Brian Bengs announced this week that he plans to run in the 2026 election, this time as an independent, for the seat held by Republican U.S. Sen. Mike Rounds. Sioux Falls businessman Julian Beaudion is seeking the Democratic nomination.
Bengs said his previous run as a Democrat was out of character.
“The bulk of my life I’ve been an independent,” Bengs told South Dakota Searchlight, noting that he only registered as a Democrat in 2022 to earn the organizational and fundraising advantage of party alignment.
Bengs came in second in the three-way race for U.S. Senate that year. Republican Sen. John Thune, who’s since become majority leader, got 70% of the vote, Bengs collected 26%, and Libertarian Tamara Lesnar pulled 4%.
There had been “people telling me to run” against Rounds in 2026 for quite a while, Bengs said, but “a switched flipped” when Musk’s Department of Government Efficiency (DOGE) came for his job.
The former Northern State University professor and retired U.S. Air Force lieutenant colonel had moved to Hot Springs and taken a “retirement job” as a ranger at Wind Cave National Park.
In February, DOGE fired “probationary” federal employees – those who hadn’t been on the job at least a year. Court orders later reinstated those employees, though most wound up on administrative leave, not back at work.
Bengs didn’t actually lose his job in the shake-up. No one at Wind Cave did.
“We learned that they had decided they weren’t going to fire veterans,” Bengs said. “I and everybody else were veterans, so we were only spared by virtue of having been in the military.”
That was enough to put Bengs back into political mode. He resigned his position at Wind Cave as of this month.
Bengs told Searchlight he didn’t want to run as a Democrat in 2022, but that “I didn’t have the money to run as an independent.” The party infrastructure opened doors to financing (Bengs ultimately raised about half a million dollars for his 2022 campaign), but it also gave him name recognition and helped him collect a list of potential donors that “wasn’t huge, but it was something.”
“Partisanship is an addictive drug, and it’s a drug we’ve mainlined into our homes,” Bengs said, referencing political media streams. “We get it on a daily basis.”
The small list of donors he collected through his momentary wade through Democratic waters has since grown to a “multi-million” name list, Bengs said Thursday. That’s the list upon which he intends to finance his run this time around.

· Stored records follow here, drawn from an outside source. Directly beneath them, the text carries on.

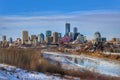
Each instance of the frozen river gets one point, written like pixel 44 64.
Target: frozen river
pixel 89 63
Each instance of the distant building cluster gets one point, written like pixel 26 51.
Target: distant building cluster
pixel 72 37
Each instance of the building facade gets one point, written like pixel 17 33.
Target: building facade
pixel 24 37
pixel 55 37
pixel 67 29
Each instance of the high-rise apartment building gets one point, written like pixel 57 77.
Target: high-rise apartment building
pixel 75 30
pixel 97 37
pixel 67 29
pixel 24 37
pixel 55 37
pixel 48 33
pixel 3 38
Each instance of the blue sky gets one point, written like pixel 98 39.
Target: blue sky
pixel 37 16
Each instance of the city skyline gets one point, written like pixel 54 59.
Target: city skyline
pixel 39 16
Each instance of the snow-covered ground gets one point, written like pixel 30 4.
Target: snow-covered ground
pixel 13 73
pixel 102 66
pixel 111 53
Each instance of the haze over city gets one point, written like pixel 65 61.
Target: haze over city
pixel 38 16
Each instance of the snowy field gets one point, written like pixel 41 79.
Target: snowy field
pixel 98 65
pixel 13 73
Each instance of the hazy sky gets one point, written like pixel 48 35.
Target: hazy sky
pixel 37 16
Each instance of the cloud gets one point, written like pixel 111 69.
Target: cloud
pixel 108 23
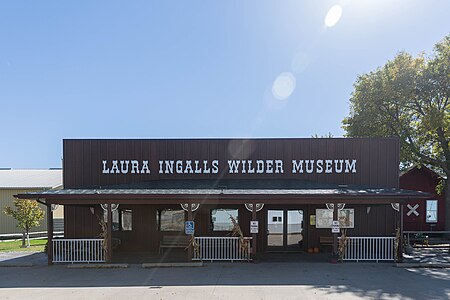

“If everybody on that list donates even a few dollars, then we’re in the race,” Bengs said.
If elected, Bengs said he wouldn’t caucus with Democrats or Republicans. He’d act as kingmaker, he said, by courting whatever side had a proposal aligning with his values.
“When it’s a closely divided Senate and they want my vote, I’m going to say ‘what’s in it for South Dakota?’” Bengs said.
That would be part of his pitch to the Republicans and independents who might be wary of casting a ballot for a former Democrat. He’d also point out positions like his belief that it’s time to end birthright citizenship. For those on the political left, he’d lean into support for a tax system that “favors work over wealth,” and his disgust with what he sees as the South Dakota delegation’s capitulation to President Donald Trump.
Bengs’ decision to run as an independent strikes Beaudion as opportunistic and as a telling sign. He supported Bengs in 2022 and said the two agree on some issues, but “I always have understood who I am and what I stand for,” Beaudion said.
“My campaign is for the people, and we believe the Democratic Party gives us the best chance to lead people in that way,” Beaudion said. “There has been much more of a steady hand in the Democratic Party.”
Bengs and Beaudion did speak about their respective electoral plans, with Bengs telling Beaudion he didn’t plan to run. That was before DOGE began targeting federal employees, though.
Both men will appear over the weekend at the Custer County Democratic Party’s $50-per-ticket McGovern Day Rally at Crazy Horse Memorial, as will District 32 state Rep. Nicole Uhre-Balk, D-Rapid City.
Sen. Rounds, in a statement from his campaign staff, responded to Bengs’ announcement by calling him another choice for left-leaning South Dakotans.
“It’s great that the left wing of the Democrat Party will have multiple candidates to choose from,” the statement said.